"Yeni Yol'da yürürken.. o tatlı baygın yüklenmeyi duyardınız.
Lezzetler hiçbir zaman birbirini tekrarlamazdı.
Dolmuş otobüsler "aşk ağırlığını" taşıyamazdı. Ne de olsa dünya araçlarıydı. Siz de "vasıtasız" geçer gider... kendi rüzgârınızla serinler gürler eserdiniz.

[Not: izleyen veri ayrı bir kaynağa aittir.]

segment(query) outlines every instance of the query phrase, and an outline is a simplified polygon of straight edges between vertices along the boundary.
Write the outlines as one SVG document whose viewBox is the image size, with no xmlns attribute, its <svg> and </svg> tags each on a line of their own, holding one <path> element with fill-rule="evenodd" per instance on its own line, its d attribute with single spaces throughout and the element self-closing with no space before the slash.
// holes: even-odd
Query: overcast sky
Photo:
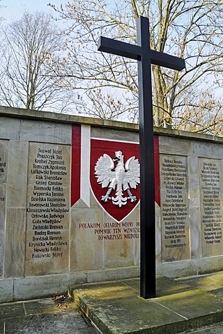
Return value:
<svg viewBox="0 0 223 334">
<path fill-rule="evenodd" d="M 53 13 L 54 11 L 47 3 L 50 2 L 56 6 L 61 3 L 66 3 L 66 0 L 2 0 L 0 4 L 3 6 L 0 11 L 0 17 L 3 17 L 7 22 L 12 18 L 20 19 L 24 10 L 29 11 L 45 11 Z"/>
</svg>

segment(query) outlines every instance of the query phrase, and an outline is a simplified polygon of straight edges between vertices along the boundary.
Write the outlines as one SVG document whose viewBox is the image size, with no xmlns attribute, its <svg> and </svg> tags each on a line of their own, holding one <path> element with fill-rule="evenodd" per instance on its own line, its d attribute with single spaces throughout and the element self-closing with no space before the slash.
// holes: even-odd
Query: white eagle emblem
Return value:
<svg viewBox="0 0 223 334">
<path fill-rule="evenodd" d="M 115 163 L 117 163 L 115 166 Z M 135 157 L 128 159 L 124 166 L 124 156 L 122 152 L 116 151 L 112 159 L 108 154 L 100 157 L 95 167 L 95 175 L 97 182 L 102 188 L 109 187 L 106 194 L 101 198 L 103 202 L 112 200 L 112 203 L 121 207 L 127 203 L 127 200 L 136 202 L 136 196 L 132 196 L 130 188 L 136 189 L 140 183 L 139 163 Z M 116 197 L 110 197 L 113 189 L 116 189 Z M 123 196 L 123 191 L 128 196 Z"/>
</svg>

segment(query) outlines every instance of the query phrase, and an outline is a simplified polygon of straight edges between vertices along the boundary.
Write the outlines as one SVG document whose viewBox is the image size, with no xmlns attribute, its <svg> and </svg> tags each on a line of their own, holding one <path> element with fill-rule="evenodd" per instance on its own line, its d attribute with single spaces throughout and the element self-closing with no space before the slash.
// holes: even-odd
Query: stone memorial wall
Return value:
<svg viewBox="0 0 223 334">
<path fill-rule="evenodd" d="M 223 140 L 154 148 L 157 273 L 223 270 Z M 0 107 L 0 302 L 139 276 L 139 165 L 136 125 Z"/>
</svg>

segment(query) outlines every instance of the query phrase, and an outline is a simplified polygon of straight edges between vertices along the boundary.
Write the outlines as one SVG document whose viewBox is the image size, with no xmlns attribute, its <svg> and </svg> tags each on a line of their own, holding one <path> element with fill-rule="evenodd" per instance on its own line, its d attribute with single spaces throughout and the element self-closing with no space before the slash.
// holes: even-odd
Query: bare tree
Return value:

"Hakikat bağlarında" meyperestlik neymiş anlardınız. Kadehler dolup boşalırdı.
İç kahkahalarıyla çaylar çeşmeler yükselir taşardı; deryalara karışır devranı aşardı. Beden küllenir yanardı ha yanardı.
Yeni Yol'da ağlarken... "İçi" dıştan daha çok severdiniz. "Ruhunuz" gerçekten mevcutmuş fark ederdiniz.
Yeni Yol'da yaşarken... Cennet muştusunu gölgesini taşıyan köklü ulu bir "çınarın" zenginlik ve enginliğinden şaşkınlığa düşer hayranlıklara gark olurdunuz.
Yeni Yol'da coşarken... Zaman mekân ötesini aşmış "Erleri" tefrik eder seçer ve severdiniz.
Serazat çakırkeyif bir muhabbeti iliklerinize dek çekerdiniz. İlgi(lenir) iç(lenir) işle(ni)rdiniz.
O enerjiyle aşıyla birbirine özlemle sarışmış günler geceleri aylar ve seneleri.. yeissiz elemsiz kedersiz.. sevgi içtenliğiyle huzurla bağrı açık devirirdiniz.
Işık Şarktan Garptan ve Yeni Yol'dan vururdu. "Tanrım! Ne saadet!" der demlenir içerdiniz."